Oil companies rose after Brent Crude oil prices hit a 14-month high, rising 3% to $68.84 in late morning trade following a stronger-than-expected US jobs report and a decision by OPEC and its allies not to increase supply in April.

The FTSE 100 closed down 20 points, 0.3%, at 6,631 as inflation worries weighed on sentiment.

8.45am: London slides

As expected, the FTSE 100 fell in early trade in line with overseas markets (see below). The index of blue chip stocks was trading at 6,591.04, down 59.84 (0.90%).

London Stock Exchange said listed firms raised the most money in more than a decade over the past year as they battled the impact of coronavirus.

7am: Parsley Box to float

Kevin Dorren

Scotland-based ready meal provider Parsley Box, led by Kevin Dorren, pictured, and chaired by Chris van der Kuyl, has announced its intention to float on London’s Alternative Investment Market.

The company, which targets its meals at the “baby boomer” generation, said it would give its customers the chance to invest in the firm as part of the IPO.

Full story here

Royal London profits fall

Royal London, which owns Scottish Life and Scottish Provident, said operating profit before tax decreased to £41m (2019: £165m), reflecting reduced new business sales and continued investment to enhance customer service and generate long-term growth.

Profit before tax came in at £131m (2019: £414m), reflecting reduced operating profit as well as lower relative returns on UK investments in 2020 and further reductions in yields to historic lows.

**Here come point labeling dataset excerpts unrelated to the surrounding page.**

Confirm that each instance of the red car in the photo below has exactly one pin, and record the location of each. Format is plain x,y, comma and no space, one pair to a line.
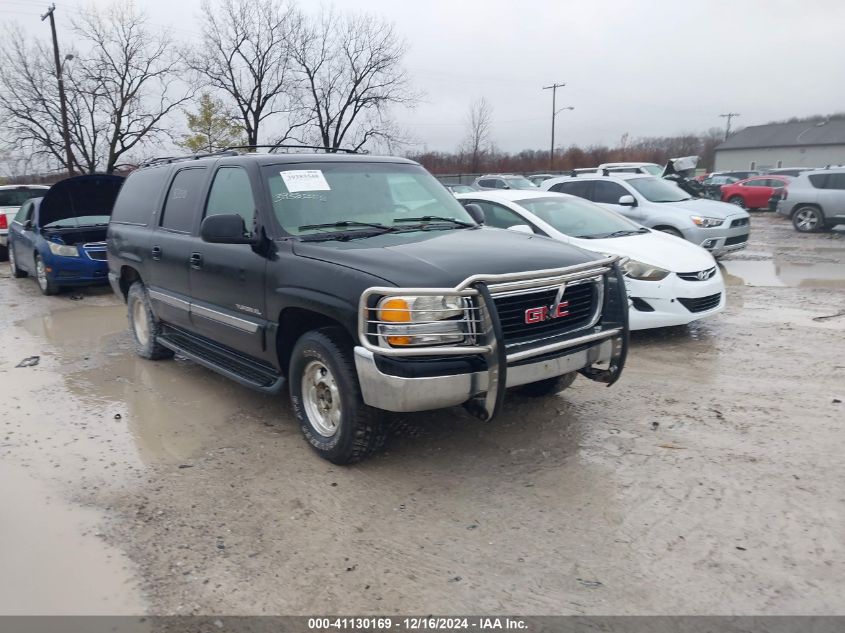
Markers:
753,193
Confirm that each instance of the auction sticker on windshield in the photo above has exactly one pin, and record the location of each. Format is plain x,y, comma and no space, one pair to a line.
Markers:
304,180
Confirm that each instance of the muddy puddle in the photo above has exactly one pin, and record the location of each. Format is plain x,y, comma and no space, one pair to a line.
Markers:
771,273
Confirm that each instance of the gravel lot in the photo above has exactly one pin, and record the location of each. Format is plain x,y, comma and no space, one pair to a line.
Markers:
710,479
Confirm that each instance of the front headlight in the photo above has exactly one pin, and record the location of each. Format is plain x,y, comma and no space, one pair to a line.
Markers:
64,250
705,222
422,320
643,272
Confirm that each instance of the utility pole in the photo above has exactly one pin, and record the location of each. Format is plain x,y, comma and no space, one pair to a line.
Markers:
555,112
728,116
62,102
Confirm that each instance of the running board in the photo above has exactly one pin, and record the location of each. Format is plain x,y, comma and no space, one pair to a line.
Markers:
222,360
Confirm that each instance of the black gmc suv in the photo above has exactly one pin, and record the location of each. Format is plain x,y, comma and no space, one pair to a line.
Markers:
359,281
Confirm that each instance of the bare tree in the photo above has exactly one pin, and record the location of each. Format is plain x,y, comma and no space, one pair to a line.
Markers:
479,126
121,90
351,67
246,56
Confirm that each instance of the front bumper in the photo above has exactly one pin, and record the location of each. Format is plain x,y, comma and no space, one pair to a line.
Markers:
400,394
723,239
663,299
477,373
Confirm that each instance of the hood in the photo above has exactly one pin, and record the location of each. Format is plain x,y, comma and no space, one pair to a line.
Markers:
91,194
657,249
445,258
701,206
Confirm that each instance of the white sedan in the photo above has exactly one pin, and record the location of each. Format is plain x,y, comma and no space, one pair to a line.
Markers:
670,281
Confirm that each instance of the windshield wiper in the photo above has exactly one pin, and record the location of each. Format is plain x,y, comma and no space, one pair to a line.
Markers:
435,218
342,224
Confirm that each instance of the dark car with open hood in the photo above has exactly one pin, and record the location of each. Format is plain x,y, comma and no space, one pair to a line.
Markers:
360,283
60,238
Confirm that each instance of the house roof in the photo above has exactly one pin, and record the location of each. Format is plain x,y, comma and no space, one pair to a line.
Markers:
802,134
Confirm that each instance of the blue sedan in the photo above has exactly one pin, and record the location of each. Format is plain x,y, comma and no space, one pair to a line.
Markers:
60,239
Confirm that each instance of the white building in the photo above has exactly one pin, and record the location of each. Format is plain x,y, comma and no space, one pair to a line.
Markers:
807,144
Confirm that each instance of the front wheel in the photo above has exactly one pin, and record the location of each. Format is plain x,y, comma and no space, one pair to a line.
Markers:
548,386
16,272
145,327
47,286
327,399
808,219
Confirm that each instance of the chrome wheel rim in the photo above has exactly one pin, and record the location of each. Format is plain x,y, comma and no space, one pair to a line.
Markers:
806,219
321,398
41,273
139,322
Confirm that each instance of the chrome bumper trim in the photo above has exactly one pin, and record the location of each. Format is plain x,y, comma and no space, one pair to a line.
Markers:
394,393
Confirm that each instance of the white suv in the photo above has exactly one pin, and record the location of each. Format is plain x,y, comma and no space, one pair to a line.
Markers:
815,200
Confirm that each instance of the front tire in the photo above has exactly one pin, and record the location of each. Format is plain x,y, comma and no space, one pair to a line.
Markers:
16,272
45,284
808,219
145,327
548,386
327,399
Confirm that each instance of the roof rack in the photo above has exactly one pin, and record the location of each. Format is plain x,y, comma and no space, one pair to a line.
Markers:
172,159
272,148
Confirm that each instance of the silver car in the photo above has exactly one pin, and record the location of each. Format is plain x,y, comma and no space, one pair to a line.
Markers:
659,204
815,200
503,181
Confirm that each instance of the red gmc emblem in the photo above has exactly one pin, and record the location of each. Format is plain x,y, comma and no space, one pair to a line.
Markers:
546,313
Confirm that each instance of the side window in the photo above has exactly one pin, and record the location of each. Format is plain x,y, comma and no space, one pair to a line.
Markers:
608,192
24,213
580,188
498,216
231,192
182,201
819,181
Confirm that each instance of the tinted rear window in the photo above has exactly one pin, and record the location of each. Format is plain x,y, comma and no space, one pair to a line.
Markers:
140,193
16,197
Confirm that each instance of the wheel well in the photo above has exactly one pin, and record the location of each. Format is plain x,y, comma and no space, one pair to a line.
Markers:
293,323
128,276
805,204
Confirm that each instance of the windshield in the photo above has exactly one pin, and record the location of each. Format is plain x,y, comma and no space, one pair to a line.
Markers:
658,190
520,183
358,197
16,197
579,218
83,220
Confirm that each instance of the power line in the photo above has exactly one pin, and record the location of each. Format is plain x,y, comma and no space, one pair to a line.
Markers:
728,116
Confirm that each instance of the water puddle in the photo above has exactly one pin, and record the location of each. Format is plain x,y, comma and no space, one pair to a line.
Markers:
773,274
53,559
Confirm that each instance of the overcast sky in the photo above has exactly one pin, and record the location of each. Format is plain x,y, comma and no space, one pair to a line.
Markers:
645,67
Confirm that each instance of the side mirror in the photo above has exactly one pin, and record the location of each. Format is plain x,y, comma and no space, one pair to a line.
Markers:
476,213
227,228
521,228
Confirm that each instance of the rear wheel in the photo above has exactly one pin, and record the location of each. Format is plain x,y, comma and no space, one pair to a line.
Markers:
327,399
548,386
738,201
808,219
13,266
145,327
47,286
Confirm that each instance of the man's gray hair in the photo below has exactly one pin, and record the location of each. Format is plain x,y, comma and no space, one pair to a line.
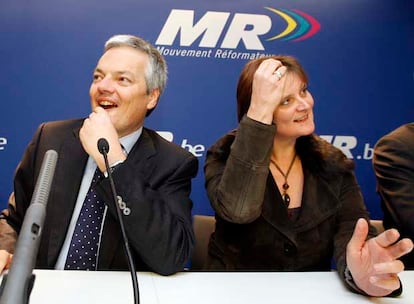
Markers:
156,71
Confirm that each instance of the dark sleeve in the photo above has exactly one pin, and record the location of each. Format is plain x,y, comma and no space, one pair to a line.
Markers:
11,218
159,226
393,163
236,179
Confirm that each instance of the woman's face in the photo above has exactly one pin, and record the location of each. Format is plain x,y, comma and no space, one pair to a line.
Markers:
294,114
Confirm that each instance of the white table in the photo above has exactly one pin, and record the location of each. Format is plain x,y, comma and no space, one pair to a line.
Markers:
61,287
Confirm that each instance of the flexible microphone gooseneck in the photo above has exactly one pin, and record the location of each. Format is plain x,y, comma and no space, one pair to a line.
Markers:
103,147
16,286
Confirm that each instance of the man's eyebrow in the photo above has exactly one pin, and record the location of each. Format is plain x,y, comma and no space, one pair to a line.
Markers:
116,72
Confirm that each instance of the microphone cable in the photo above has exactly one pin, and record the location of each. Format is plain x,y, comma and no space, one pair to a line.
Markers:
103,147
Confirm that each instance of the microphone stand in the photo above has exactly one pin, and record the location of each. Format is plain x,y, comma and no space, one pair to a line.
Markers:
103,148
17,285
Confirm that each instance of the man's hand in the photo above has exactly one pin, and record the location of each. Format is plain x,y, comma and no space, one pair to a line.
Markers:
5,260
374,263
97,126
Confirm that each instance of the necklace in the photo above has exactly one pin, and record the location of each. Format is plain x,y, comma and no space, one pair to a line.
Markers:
285,196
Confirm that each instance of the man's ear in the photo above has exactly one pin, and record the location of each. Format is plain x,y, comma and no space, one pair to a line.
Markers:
153,99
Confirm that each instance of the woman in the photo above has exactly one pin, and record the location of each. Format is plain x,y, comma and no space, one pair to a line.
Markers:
286,200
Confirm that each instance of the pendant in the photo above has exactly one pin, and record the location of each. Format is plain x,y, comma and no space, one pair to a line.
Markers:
286,198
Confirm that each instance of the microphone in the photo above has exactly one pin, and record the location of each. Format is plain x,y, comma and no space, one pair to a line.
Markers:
103,147
17,284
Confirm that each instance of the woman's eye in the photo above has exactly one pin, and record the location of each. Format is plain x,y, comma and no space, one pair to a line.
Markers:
96,77
285,102
124,80
304,91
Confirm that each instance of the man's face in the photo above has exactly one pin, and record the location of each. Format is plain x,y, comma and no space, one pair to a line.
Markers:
119,87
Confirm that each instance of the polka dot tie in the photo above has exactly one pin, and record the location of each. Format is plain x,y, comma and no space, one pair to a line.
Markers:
83,250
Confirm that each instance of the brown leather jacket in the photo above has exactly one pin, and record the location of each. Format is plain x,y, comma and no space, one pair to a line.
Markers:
253,231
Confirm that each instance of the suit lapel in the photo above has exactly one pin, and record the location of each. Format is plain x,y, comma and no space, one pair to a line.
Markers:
143,150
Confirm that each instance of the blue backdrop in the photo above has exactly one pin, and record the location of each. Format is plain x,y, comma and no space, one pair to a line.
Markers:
359,55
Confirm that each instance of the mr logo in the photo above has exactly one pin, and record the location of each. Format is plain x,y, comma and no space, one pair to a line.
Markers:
347,144
196,150
243,27
3,143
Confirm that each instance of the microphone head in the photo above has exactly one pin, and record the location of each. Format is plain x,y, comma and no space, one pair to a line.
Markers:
103,145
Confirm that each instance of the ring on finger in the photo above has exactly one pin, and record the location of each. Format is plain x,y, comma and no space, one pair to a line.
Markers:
278,74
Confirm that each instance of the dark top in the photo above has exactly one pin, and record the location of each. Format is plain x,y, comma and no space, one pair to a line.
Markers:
394,169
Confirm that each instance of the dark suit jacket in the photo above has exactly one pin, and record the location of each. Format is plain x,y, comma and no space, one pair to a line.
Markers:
154,182
394,168
253,231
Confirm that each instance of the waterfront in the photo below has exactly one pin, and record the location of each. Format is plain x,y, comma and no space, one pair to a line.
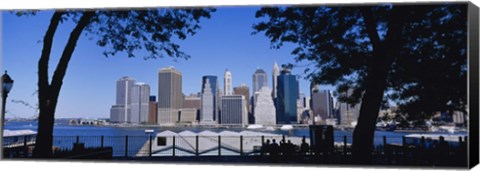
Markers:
87,130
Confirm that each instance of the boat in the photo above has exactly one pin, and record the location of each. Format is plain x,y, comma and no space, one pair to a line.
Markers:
254,126
286,127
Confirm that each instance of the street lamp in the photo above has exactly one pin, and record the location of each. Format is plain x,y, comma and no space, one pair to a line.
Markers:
7,84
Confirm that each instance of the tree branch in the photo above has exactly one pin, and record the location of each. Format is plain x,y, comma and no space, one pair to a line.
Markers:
60,71
45,57
371,27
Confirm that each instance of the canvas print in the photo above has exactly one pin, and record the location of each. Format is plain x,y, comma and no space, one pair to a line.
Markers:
348,85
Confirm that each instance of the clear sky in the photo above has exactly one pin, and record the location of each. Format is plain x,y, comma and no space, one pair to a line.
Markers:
223,42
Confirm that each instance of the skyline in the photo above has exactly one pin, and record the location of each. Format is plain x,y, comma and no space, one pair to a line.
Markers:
230,45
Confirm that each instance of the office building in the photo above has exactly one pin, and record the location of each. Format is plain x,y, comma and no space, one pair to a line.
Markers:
152,110
120,112
207,111
275,74
227,83
188,115
264,108
170,97
214,90
348,113
287,95
140,102
234,110
245,91
322,103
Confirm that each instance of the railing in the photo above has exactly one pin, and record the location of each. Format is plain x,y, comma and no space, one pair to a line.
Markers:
387,150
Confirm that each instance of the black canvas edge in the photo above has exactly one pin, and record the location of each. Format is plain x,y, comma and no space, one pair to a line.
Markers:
473,62
473,96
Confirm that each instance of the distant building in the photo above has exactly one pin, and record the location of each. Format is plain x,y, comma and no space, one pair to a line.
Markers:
140,100
234,110
245,91
213,83
227,83
260,79
287,95
264,108
152,110
208,101
275,74
188,115
193,101
322,103
348,113
300,110
120,112
170,97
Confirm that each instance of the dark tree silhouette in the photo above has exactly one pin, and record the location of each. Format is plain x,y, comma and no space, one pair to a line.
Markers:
151,30
412,55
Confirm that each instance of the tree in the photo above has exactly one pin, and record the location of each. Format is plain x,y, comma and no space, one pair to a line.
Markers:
129,31
411,55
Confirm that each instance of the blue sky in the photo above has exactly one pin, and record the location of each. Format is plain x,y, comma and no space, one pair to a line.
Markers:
223,42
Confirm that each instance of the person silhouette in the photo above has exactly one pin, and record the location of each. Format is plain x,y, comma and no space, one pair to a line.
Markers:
304,147
266,148
274,148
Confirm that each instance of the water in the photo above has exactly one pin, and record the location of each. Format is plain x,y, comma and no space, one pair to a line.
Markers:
67,130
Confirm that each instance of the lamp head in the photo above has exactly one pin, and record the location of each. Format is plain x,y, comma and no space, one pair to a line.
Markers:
7,82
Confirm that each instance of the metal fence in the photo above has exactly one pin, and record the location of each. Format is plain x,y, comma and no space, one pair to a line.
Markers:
386,150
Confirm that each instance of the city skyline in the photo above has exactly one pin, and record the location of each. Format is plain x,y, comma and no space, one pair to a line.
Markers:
96,75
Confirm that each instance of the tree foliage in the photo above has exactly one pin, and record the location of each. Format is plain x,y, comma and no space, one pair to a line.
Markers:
150,33
429,75
412,55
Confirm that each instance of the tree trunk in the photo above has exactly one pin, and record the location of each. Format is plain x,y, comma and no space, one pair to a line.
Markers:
384,53
48,94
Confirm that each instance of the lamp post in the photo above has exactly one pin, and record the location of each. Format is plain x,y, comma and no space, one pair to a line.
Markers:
7,84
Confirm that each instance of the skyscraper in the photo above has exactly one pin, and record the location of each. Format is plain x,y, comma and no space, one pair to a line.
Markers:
207,100
264,108
287,96
234,110
227,83
322,103
213,83
245,91
170,95
139,105
275,74
193,101
348,113
152,110
259,80
120,112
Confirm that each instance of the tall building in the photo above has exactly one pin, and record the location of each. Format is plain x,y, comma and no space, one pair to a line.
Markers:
120,112
322,103
287,95
348,113
227,83
152,110
213,83
208,110
264,108
245,91
300,110
187,115
275,74
260,79
170,97
193,101
139,105
234,110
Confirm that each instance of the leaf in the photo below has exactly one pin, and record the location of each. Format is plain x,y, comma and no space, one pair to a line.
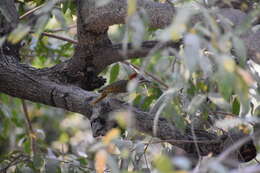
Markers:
100,161
100,3
19,33
111,134
163,164
59,16
236,107
114,73
52,165
191,51
131,7
240,50
147,102
195,103
219,101
138,30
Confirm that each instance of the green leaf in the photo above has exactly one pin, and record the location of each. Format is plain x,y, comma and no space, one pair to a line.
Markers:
19,33
240,50
163,164
114,73
236,107
147,102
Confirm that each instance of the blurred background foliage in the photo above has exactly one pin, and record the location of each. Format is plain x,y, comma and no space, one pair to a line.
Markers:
201,86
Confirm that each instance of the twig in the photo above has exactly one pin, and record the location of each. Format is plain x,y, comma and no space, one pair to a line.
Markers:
184,141
31,133
59,37
30,11
63,29
148,74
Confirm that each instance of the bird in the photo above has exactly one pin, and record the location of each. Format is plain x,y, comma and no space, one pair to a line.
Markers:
118,87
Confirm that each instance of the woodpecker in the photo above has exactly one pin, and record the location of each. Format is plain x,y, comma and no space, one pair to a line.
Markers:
118,87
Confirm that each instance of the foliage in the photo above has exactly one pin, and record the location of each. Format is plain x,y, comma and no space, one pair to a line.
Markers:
202,84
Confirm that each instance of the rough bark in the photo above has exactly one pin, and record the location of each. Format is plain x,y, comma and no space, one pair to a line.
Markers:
65,85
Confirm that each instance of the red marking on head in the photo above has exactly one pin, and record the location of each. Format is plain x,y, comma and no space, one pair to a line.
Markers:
132,76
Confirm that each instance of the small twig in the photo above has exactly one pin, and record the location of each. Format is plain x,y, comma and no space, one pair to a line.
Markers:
148,74
184,141
63,29
30,11
59,37
31,133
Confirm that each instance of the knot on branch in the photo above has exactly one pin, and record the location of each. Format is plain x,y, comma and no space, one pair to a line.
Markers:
100,120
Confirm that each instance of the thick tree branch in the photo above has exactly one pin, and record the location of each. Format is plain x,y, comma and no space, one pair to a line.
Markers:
21,81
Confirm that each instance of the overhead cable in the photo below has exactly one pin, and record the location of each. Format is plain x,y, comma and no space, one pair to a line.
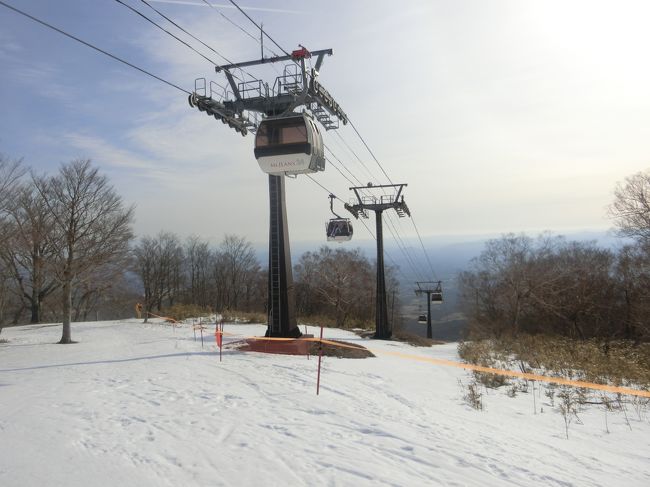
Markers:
88,44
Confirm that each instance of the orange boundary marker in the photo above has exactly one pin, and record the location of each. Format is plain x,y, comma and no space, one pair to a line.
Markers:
475,368
522,375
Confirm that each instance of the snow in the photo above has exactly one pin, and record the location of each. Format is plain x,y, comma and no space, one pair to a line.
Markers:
137,404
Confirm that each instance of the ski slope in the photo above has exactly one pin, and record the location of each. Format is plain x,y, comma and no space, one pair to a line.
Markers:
145,405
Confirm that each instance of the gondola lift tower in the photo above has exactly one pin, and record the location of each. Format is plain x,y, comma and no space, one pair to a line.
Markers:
288,142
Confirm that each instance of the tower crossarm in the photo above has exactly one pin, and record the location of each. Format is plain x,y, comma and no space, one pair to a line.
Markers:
221,112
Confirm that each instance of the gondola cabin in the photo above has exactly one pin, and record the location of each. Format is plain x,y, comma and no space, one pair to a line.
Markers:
339,230
289,145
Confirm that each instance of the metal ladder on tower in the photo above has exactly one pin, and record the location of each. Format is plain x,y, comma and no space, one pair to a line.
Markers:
275,307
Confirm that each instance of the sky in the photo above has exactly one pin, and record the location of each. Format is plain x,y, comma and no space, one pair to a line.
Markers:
501,116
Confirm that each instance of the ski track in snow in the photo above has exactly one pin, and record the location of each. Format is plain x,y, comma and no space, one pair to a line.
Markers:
135,404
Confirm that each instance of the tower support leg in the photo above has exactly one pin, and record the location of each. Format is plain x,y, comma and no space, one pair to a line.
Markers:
281,292
383,330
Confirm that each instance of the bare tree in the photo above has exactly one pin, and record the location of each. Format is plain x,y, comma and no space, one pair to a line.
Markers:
10,173
92,226
159,264
631,206
337,283
238,269
197,267
29,247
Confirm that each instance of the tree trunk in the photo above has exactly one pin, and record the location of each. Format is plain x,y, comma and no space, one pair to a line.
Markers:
67,310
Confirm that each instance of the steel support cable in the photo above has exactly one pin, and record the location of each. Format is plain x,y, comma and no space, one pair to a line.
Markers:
397,267
426,255
50,26
231,21
259,27
137,12
191,35
395,234
400,245
344,166
369,150
355,155
339,171
245,32
403,247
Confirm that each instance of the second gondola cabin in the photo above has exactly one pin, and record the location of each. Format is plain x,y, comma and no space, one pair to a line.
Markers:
289,145
339,230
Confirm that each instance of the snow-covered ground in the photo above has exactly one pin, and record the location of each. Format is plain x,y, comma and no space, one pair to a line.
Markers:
145,405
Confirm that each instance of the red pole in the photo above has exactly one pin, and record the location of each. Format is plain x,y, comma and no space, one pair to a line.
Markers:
220,341
320,356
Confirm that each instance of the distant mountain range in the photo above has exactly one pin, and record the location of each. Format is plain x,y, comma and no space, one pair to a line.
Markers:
449,256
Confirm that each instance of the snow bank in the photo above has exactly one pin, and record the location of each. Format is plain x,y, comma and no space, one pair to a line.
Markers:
140,405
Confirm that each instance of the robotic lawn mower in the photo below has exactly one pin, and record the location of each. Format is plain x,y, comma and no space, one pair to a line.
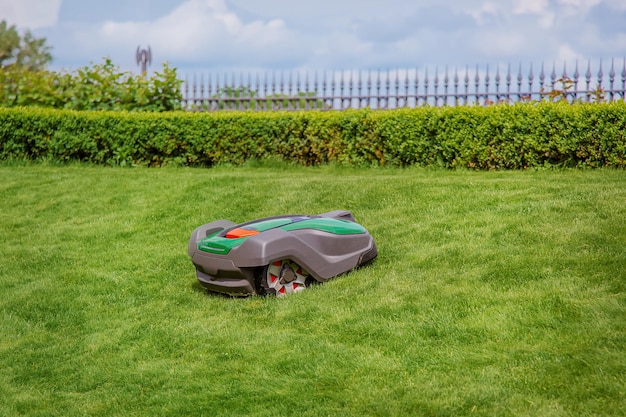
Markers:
278,255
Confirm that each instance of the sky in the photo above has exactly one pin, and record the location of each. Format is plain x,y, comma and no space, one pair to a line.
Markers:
197,36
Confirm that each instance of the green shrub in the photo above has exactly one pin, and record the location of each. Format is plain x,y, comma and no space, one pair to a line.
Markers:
96,87
519,136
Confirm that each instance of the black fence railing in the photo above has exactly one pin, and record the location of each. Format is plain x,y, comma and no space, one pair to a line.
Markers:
387,89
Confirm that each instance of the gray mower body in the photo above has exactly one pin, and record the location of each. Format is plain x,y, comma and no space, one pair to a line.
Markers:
278,254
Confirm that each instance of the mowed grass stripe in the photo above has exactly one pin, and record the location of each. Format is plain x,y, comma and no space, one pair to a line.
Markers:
494,293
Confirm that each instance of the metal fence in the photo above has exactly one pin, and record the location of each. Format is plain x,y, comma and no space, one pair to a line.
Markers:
387,89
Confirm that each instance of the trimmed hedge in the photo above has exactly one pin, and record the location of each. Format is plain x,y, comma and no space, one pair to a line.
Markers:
516,136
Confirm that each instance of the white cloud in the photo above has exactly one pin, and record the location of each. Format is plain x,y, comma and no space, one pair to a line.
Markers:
541,8
30,14
198,28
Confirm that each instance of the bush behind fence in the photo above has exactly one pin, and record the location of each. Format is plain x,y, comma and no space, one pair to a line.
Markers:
524,135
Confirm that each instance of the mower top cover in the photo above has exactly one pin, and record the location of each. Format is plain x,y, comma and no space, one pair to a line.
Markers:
278,255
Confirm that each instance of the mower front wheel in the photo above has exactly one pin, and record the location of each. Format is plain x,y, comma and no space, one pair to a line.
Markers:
283,277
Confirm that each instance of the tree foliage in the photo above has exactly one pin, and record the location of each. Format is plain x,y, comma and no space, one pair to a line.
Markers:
95,87
27,51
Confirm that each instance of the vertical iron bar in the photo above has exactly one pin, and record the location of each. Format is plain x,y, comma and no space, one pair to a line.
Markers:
466,84
487,85
508,84
576,76
477,85
611,80
588,80
498,84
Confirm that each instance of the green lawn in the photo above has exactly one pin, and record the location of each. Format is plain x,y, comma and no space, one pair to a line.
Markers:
494,293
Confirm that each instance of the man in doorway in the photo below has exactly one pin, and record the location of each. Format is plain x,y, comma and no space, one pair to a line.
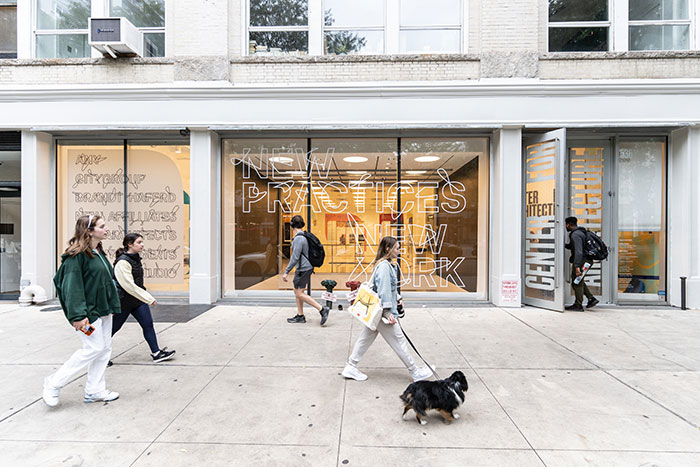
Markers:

The statement revealed that Royal London sold the Ascentric platform to M&G in September for £86m. This week it acquired robo-advice business Wealth Wizards from LV.

Barry O'Dwyer

Barry O’Dwyer, group chief executive, (pictured) said: “Our asset management business successfully navigated volatile financial markets in 2020. Assets under management increased to £148bn and we saw strong inflows into our sustainable funds.

Pensions new business sales reduced, primarily due to individuals delaying the decision to consolidate their investments and fewer people moving employer during these uncertain times.

“Intermediated Protection performed strongly as a result of enhancements to our product proposition and maintaining excellent customer service. We have paid £13.1m in Protection claims to families of more than 2,100 customers who sadly died from Covid-19.

“As a mutual we are able to take a long-term approach despite short-term uncertainties. Our robust capital position has allowed us to continue our investment in systems and service to benefit our customers.

“Eligible customers will also benefit from a ProfitShare of £146m, a unique feature of mutuality which enhances the value of their savings.”

Aggreko recommends offer

The boards of directors of Aggreko and Albion Acquisitions, a vehicle for I Squared Capital and TDR Capital, have recommended an all cash takeover valuing the Glasgow power generator at £2.3bn.

Full story here

Unite students discount

Unite student accommodation

Unite Students, the owner, manager and developer of student accommodation, has announced an additional three-week extension to its 50% rent discount for students, originally announced on 11 January.

Full story here


Japanese shares fell for a second straight session, following a dip on Wall Street after Federal Reserve chairman Jerome Powell made comments that disappointed investors worried about rising longer-term US bond yields and inflation which would push up interest rates.

Mr Powell did not indicate that the central bank was planning immediate action to halt the rise in yields on Treasury bonds.

The Fed would continue its asset purchases of $120 billion a month until “substantial further progress” had been made and that it would be “some time” before conditions emerged where it would even contemplate a rise in its base interest rate, he said.

But Wall Street considered that this was not enough.

The S&P 500 fell 1.3%, to record its third consecutive session of declines. The Nasdaq dropped by 2.1% and is now close to a 10% decline from its record high earlier this year – close to a correction. The Dow Jones Industrial Average shed 1.1%, after dropping by 722 points during the day.

Asian markets followed suit with the Nikkei share average losing 2.14% at 0200 GMT, while the broader Topix was down 1.13% to 1,863.45.